Spaces:

noodledom
/

focusflow

Sleeping

App Files Files Community

focusflow / TECHNICAL_DOCUMENTATION.md

FocusFlow Assistant

fix: pre-download embedding model during Docker build to avoid DNS failures on HF Spaces

3c23e28 about 2 months ago

preview code

raw

history blame contribute delete

13.1 kB

	# FocusFlow - Technical Documentation

	## 📋 Project Overview

	### Problem Statement

	Students face significant challenges in managing self-paced learning:

	- Information Overload: PDFs, videos, and notes scattered across sources make it difficult to create coherent study plans
	- Lack of Personalization: Generic study materials don't adapt to individual learning pace or mastery level
	- No Progress Tracking: Students can't easily measure improvement or identify knowledge gaps
	- Verification Gap: No way to trace AI-generated answers back to source materials

	### Solution Description

	FocusFlow is an intelligent, local-first study companion that transforms unstructured learning materials into personalized, adaptive study experiences.
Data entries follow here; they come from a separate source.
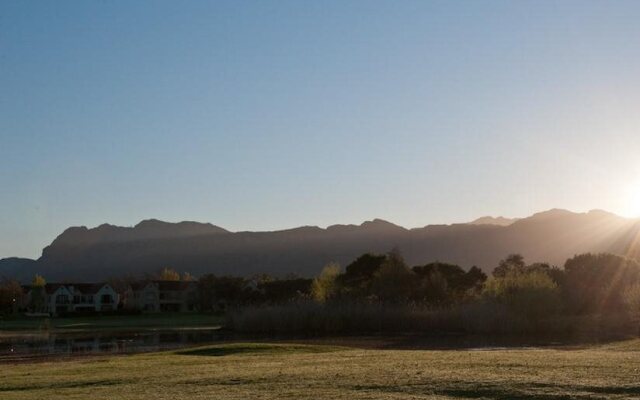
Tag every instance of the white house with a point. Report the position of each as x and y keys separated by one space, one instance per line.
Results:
x=60 y=298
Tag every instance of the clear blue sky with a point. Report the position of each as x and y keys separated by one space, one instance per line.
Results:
x=272 y=114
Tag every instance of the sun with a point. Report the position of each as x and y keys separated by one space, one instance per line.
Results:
x=632 y=208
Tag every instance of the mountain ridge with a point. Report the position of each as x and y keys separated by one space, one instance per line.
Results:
x=82 y=253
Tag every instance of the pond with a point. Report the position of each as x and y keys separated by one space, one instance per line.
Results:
x=26 y=347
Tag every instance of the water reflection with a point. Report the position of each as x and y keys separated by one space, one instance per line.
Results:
x=55 y=344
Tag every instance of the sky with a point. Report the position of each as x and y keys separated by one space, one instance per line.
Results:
x=273 y=114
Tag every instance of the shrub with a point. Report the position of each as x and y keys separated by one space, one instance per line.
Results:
x=532 y=294
x=325 y=286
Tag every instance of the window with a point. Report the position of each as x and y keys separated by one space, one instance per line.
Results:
x=106 y=299
x=62 y=299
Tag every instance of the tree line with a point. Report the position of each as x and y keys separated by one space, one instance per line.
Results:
x=587 y=284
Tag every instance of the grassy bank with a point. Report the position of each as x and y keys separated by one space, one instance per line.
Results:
x=241 y=371
x=480 y=318
x=111 y=322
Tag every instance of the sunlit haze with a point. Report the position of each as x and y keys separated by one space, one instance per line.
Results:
x=270 y=115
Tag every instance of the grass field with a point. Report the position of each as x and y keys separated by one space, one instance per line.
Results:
x=281 y=371
x=114 y=322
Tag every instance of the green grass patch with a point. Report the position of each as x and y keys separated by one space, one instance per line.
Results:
x=111 y=322
x=269 y=349
x=293 y=371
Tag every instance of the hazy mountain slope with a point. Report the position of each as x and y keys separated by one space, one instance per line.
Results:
x=488 y=220
x=105 y=251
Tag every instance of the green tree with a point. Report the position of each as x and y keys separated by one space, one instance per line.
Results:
x=532 y=294
x=631 y=297
x=394 y=282
x=38 y=281
x=325 y=286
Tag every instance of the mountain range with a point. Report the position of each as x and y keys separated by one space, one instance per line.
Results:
x=107 y=251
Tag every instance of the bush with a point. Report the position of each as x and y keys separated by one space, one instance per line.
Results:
x=532 y=294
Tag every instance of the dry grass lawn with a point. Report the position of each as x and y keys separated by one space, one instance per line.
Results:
x=286 y=371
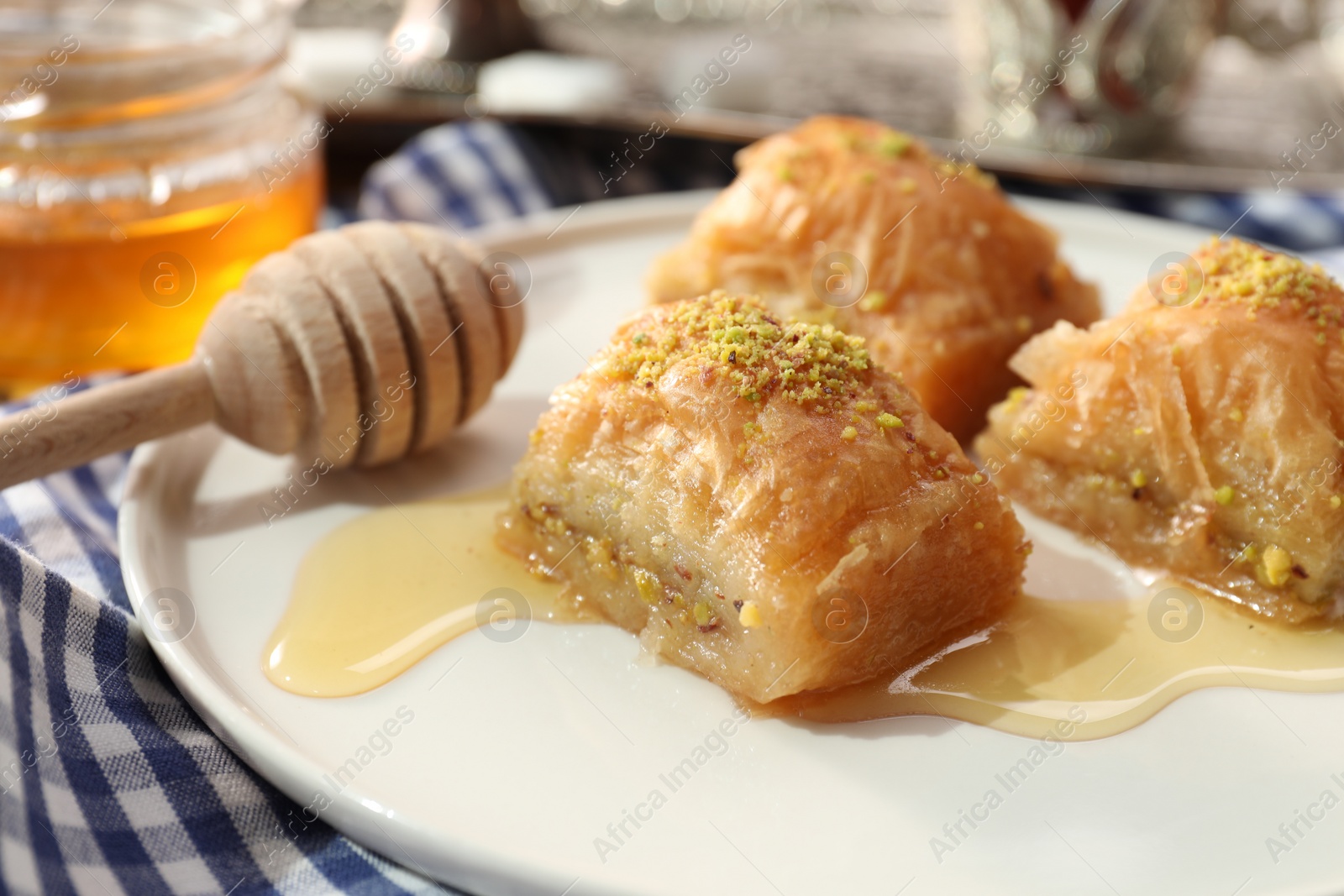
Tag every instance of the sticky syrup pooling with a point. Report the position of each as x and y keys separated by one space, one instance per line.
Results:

It combines RAG (Retrieval-Augmented Generation) with synthetic student profiling to create customized learning paths that evolve based on performance.

	Key Innovation: Synthetic student profiles enable the app to "remember" progress across sessions and dynamically adjust difficulty, review frequency, and content depth based on demonstrated mastery.

	### Target Users

	- Self-paced learners preparing for exams or certifications
	- Students managing multiple subjects with varied materials
	- Knowledge workers building expertise in new domains
	- Anyone seeking structured, verifiable learning from diverse sources

	---

	## 🎯 Core Features

	### 1. Multi-Subject Study Roadmap Generation

	- Automated topic extraction from uploaded PDFs and documents
	- Multi-day planning with topics distributed across subjects
	- Subject identification from document content and metadata
	- Round-robin scheduling ensures balanced coverage across all subjects
	- Progressive unlocking - topics unlock as previous ones are completed

	Example: Upload 3 PDFs → Get 5-day plan with 3 topics/day (one from each subject)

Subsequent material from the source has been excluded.